Mauser had no difficulty securing his uniforms. Kingston, as a city on the outskirts of the Catskill Reservation, was well populated by tailors who could turn out uniforms on a twenty-four-hour delivery basis. He had even been able to take immediate delivery of one kilted uniform. Now, inside his quarters, he began stripping out of his jacket. Somewhat to his surprise, Mainz, the small man he had selected earlier to be his batman, entered from an inner room, resplendent in the Haer uniform.
He helped his superior out of the jacket with an ease that held no subservience but at the same time was correctly respectful. You’d have thought him a batman specially trained.
Mauser grunted, “Max, isn’t it? I’d forgotten all about you. Glad you found our billet all right.”
Max said, “Yes, sir. Would the captain like a drink? I picked up a bottle of applejack. Applejack’s the drink around here, sir. Makes a topnotch highball with ginger ale and a twist of lemon.”
Mauser looked at him. Evidently his tapping this man for orderly was sheer fortune. Well, Joe Mauser could use some good luck on this job. He hoped it didn’t end with selecting a batman.
He said, “Sounds good, Max. Got ice?”
“Of course, sir.” Max left the small room.
Vacuum Tube’s officers were billeted in what had once been a group of resort cottages on the old road between Kingston and Woodstock. Each cottage featured full amenities, including a tiny kitchenette. That was one advantage to a fracas held in a civilized area where there were plenty of facilities. Such military reservations as the Little Big Horn in Montana and some of those in the Southwest and Mexico were another thing.

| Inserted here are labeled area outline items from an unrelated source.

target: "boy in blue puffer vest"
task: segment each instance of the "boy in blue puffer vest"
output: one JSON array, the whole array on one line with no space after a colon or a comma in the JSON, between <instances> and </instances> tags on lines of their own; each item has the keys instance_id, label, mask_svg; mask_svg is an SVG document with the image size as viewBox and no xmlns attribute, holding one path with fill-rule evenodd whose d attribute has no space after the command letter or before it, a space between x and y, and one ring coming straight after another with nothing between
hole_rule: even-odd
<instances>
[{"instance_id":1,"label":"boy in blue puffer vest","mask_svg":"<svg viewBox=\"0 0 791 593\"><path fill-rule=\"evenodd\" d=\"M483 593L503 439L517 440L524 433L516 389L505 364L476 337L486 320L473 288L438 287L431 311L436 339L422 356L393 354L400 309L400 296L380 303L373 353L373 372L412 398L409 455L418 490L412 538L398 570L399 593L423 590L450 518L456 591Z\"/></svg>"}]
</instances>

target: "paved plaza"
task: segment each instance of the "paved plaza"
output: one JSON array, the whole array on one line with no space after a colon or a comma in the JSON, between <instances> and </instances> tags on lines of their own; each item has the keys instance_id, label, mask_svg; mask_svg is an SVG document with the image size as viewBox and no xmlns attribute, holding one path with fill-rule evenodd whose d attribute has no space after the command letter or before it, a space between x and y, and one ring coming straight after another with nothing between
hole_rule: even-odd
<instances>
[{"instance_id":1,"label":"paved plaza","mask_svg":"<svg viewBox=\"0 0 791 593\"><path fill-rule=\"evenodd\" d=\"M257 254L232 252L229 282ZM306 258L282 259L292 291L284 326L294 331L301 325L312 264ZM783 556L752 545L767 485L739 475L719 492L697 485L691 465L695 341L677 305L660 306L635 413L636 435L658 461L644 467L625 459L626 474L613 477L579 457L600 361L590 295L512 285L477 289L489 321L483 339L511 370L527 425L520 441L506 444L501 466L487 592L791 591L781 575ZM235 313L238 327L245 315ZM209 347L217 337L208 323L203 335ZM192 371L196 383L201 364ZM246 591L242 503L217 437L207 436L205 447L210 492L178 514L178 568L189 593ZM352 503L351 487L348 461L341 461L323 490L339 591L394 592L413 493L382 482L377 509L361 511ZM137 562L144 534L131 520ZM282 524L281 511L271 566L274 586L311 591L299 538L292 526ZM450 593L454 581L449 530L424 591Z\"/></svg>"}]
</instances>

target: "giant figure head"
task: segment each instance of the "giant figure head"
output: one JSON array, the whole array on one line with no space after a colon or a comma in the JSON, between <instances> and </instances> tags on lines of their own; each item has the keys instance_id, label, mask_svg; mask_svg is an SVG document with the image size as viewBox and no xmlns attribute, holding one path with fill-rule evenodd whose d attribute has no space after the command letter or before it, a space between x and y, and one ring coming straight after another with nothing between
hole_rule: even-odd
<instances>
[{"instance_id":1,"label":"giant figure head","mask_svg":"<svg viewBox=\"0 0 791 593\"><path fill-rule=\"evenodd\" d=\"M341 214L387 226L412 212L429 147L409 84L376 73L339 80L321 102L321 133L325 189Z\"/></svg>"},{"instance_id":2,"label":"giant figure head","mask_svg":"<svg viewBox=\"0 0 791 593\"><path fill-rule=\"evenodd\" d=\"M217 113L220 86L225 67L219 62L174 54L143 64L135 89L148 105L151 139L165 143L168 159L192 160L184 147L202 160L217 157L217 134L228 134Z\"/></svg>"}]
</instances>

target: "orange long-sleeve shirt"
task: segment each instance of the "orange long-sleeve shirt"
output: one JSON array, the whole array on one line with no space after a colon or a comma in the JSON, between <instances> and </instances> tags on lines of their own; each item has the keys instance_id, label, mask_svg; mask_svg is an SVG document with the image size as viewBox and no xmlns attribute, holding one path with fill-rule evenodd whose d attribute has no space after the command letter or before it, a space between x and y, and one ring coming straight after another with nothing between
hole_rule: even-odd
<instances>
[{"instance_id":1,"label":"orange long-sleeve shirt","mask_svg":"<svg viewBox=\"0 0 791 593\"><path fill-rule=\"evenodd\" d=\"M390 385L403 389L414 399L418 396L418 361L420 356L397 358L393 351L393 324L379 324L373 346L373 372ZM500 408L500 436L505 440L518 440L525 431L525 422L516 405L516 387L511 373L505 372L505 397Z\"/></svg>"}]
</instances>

Mauser lowered himself into the room’s easy chair and bent down to untie his laces, then kicked his shoes off. He could use that drink. He began wondering all over again if his scheme for winning this fracas would come off. The more he saw of Baron Haer’s inadequate forces, the more he wondered. He simply hadn’t expected Vacuum Tube to be in this bad a shape. Baron Haer had been riding high for so long that one would have thought his reputation for victory would have lured at least a few freelance veterans to his colors. Evidently they hadn’t bitten. The word was out, all right.
Max Mainz returned with the drink.
Mauser said, “You had one yourself?”
“No, sir.”
“Well, go get yourself one and come on back and sit down. Let’s get acquainted.”
“Yes, sir.” Max disappeared back into the kitchenette to return almost immediately. The little man slid into a chair, drink awkwardly in hand.
His superior sized him up all over again. Not much more than a kid, really. Surprisingly forward for a Lower who must have been raised from childhood in a trank-bemused, telly-entertained household. The fact that he’d broken away from that environment at all was to his credit. It was considerably easier to conform—but then it is always easier to conform, to run with the herd, as Mauser well knew. His own break hadn’t been an easy one.
He sipped at his drink. “Relax,” he said.